La Ville de Mimizan souhaite raser une pinède de 17 ha pour construire une ZAC de 340 logements. Pour une grande partie des mimizannais.es, cette forêt est un patrimoine naturel essentiel pour lutter contre l’érosion du littoral et protéger les habitants des tempêtes. Plusieurs actions en justice ont donc été lancées par un collectif d’habitants accompagnés de plusieurs associations dont la SEPANSO Landes.

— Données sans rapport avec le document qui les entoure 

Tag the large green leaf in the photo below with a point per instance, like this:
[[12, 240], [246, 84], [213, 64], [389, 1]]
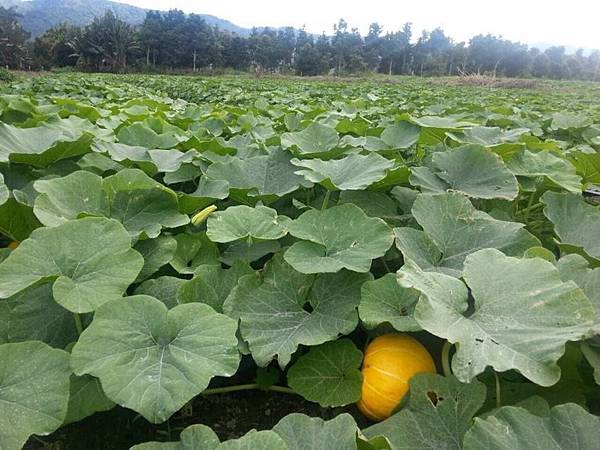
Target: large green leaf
[[568, 426], [385, 301], [576, 268], [90, 261], [154, 360], [17, 220], [136, 200], [400, 135], [193, 250], [144, 134], [255, 440], [488, 136], [471, 170], [163, 288], [286, 309], [336, 238], [212, 284], [33, 315], [86, 397], [4, 192], [301, 432], [150, 161], [437, 416], [328, 374], [47, 143], [34, 391], [194, 437], [569, 121], [269, 175], [558, 171], [157, 253], [576, 222], [522, 315], [314, 139], [591, 351], [353, 172], [453, 229], [587, 166], [244, 222]]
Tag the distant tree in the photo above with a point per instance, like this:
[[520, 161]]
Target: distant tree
[[176, 41], [13, 49], [54, 49]]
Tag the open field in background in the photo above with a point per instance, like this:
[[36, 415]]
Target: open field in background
[[459, 210]]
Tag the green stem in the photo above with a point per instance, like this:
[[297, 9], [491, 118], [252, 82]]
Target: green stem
[[498, 391], [530, 207], [387, 268], [326, 200], [446, 359], [246, 387], [78, 323]]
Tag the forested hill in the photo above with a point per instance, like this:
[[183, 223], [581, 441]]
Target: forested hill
[[38, 16]]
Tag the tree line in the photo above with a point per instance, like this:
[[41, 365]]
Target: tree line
[[174, 41]]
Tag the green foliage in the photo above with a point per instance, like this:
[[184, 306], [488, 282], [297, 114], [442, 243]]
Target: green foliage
[[338, 212]]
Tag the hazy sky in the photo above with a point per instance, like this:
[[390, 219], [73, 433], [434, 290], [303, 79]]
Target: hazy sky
[[572, 23]]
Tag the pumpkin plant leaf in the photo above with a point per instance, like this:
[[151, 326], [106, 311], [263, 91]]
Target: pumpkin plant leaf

La première décision en justice a été rendue hier soir : non seulement le Tribunal de Pau a décidé d’autoriser le défrichement, mais il a également condamné la SEPANSO Landes à une amende de 1000 euros à verser à la commune de Mimizan. Une décision significative des enjeux financiers autour de l’urbanisation des territoires, qui prévalent bien trop souvent sur les préoccupations des locaux et des enjeux environnementaux. Explications.
Une forêt de 17 ha menacée de destruction pour un projet immobilier
Mimizan, dans Les Landes, est une commune de 11 500 hectares avec une population de 7000 habitants. Lancé par la précédente municipalité avec des promoteurs immobiliers déjà présents dans la Région, la ZAC du Parc d’Hiver est un projet de 310 à 345 logements qui doit venir s’implanter sur une dune forestière de 17 ha.

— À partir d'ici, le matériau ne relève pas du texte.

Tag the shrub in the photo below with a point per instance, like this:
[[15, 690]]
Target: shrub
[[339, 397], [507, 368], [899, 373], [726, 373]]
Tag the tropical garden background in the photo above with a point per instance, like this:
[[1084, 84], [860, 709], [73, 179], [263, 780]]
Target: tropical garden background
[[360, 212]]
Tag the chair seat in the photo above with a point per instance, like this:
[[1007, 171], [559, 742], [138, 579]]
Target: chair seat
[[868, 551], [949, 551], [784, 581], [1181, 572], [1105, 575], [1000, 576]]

Ce projet s’insère dans un secteur riche en espèces patrimoniales et en habitats naturels remarquables. Au total, trois sites Natura 2000 et cinq ZNIEFF (Zones Naturelles d’Intérêt Écologique, Faunistique et Floristique) sont présents dans un rayon de six kilomètres autour du site d’implantation. Résultat : la pinède abrite de nombreuses espèces animales et végétales, qu’il s’agisse de visiteurs passagers venant se nourrir ou d’habitants à l’année.
On peut notamment y voir la Loutre d’Europe, le Grand Capricorne dans les boisements de chênes bordant le Courant de Mimizan, des oiseaux (Gobemouche gris et Rougequeue à front blanc), des chauves-souris (Murin de Bechstein, Grande Noctule, Noctule de Leisler) et des amphibiens, mais aussi des espèces végétales protégées au niveau national (Romulée bulbocode, Silène de Porto) ou local (Crépi de Bulbeuse Sonchusbulbosus et de Scabieuse maritime).

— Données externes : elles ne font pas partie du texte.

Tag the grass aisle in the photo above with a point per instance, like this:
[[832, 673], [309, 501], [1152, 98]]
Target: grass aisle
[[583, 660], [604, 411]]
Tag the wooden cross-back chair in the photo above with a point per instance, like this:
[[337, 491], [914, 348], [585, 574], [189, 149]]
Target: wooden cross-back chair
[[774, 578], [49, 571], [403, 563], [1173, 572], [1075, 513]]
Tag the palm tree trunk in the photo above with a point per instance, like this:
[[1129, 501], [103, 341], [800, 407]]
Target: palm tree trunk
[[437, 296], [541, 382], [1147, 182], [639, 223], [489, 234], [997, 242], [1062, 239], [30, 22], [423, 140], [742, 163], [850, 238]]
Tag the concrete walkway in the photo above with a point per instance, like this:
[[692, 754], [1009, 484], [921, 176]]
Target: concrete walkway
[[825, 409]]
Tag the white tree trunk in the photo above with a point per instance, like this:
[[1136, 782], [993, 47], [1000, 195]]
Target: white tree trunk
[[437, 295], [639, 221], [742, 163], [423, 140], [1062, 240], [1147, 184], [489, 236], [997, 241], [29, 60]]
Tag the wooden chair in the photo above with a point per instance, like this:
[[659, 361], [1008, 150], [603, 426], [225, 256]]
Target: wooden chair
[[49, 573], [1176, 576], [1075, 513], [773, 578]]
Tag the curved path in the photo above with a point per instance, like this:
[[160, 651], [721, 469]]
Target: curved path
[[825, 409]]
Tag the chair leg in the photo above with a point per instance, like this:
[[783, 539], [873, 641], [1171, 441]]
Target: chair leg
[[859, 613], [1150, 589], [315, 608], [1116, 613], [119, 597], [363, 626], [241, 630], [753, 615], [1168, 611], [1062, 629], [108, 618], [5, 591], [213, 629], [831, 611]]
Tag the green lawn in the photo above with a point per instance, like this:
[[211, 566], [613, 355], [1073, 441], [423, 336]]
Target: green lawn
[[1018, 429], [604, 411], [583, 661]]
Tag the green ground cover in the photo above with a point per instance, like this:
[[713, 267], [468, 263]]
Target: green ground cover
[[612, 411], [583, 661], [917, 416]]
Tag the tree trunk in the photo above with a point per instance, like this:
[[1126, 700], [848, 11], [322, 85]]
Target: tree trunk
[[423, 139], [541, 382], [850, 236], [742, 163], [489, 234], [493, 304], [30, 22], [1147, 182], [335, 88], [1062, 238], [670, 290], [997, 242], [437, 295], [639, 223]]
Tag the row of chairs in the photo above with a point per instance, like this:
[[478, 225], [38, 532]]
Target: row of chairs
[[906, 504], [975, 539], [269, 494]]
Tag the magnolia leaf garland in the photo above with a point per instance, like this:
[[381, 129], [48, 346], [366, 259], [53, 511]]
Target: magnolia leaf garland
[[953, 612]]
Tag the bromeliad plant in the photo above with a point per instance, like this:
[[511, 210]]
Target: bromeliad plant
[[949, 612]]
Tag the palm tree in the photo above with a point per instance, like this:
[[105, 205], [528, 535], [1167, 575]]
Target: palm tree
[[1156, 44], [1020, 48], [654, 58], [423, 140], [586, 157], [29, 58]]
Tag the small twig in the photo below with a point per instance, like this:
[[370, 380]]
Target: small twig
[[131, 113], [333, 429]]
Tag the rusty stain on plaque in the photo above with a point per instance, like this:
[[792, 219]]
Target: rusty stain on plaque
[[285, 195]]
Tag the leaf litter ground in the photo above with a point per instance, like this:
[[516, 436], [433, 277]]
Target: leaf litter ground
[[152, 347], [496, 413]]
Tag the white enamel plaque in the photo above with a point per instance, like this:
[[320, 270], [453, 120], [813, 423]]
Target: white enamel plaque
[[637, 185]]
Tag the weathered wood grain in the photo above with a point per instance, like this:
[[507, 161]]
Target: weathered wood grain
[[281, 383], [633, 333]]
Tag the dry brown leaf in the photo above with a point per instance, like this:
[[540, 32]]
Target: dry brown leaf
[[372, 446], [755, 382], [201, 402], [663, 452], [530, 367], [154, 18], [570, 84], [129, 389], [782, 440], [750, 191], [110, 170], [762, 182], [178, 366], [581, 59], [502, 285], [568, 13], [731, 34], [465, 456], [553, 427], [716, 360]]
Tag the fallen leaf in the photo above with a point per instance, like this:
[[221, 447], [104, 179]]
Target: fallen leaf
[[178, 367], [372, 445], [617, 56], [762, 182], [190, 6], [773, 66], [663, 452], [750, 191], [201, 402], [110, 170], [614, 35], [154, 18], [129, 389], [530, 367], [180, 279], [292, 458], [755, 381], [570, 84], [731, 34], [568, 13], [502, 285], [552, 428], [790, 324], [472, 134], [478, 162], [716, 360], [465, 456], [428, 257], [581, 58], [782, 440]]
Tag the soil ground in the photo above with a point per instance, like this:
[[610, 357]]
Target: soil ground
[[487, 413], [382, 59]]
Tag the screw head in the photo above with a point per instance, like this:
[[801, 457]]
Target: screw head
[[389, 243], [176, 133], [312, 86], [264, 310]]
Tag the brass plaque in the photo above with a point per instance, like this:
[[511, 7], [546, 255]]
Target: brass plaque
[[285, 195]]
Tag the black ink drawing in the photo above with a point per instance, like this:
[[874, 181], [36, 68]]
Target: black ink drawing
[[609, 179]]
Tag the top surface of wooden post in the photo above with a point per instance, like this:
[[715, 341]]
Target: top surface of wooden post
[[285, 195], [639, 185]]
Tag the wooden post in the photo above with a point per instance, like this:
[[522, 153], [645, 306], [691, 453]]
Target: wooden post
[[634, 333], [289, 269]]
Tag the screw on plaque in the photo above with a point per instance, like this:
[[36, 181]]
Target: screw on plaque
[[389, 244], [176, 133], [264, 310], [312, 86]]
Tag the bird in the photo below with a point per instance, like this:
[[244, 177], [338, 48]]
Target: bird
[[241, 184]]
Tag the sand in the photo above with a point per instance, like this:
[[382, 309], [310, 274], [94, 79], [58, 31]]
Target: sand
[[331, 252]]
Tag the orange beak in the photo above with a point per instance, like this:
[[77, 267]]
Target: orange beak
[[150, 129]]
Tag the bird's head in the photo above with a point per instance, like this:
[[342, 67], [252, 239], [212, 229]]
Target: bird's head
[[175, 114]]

Lorsque les habitants ont eu vent du projet à travers le lancement d’une enquête publique, il y a deux ans, ce n’est pas seulement leur amour pour cette forêt et ses animaux qui a parlé, mais aussi une réelle inquiétude sur l’artificialisation d’un littoral sensible dans un contexte d’événements climatiques extrêmes de plus en plus présents.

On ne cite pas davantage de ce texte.